What birds do provide (if you can find them of course) is EGGS! One of the ingredients for your worm omelet!
You can cook in two other ways, if you don´t have a cooking pot. In the campfire ashes:
Or in a large ball of Sphagnum moss (or large ball of wet grass):
All species of mammals are edible, however, scavenging mammals can often carry diseases. It is important to think ´how much energy will I expend catching this animal compared to the nutritional gain I will receive (If you manage to catch it at all). Mammals also pose the risk of the survivor encountering injuries as it defends itself. Snares and traps are the most effective means of capturing animals. Unless you are lucky and have experience in poaching or hunting for most of your life, don’t expect to catch any mammals.
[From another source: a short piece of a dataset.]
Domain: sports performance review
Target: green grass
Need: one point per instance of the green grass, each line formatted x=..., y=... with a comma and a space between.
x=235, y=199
Food is the final of the Priorities of Survival, but one that all people think of first. Terence MacSwiney, an Irish political prisoner in 1920, lasted 74 days on a hunger strike before his death.
One of the key human factors regarding survival food is being able to adapt to what you can gather without the benefits of modern spices and flavorings. Many people have died not being able to adapt or overcome their own individual dietary beliefs or ability to eat food in its purest forms. Hiroo Onoda continued to survive in the jungle unaware that WW2 had finished for 30 years. He stated that he could not afford to be concerned with whether he “liked” any of the food he obtained. He just ate it all.
As a sobering reminder, just remember all the living things mentioned, will quite happily eat you, too.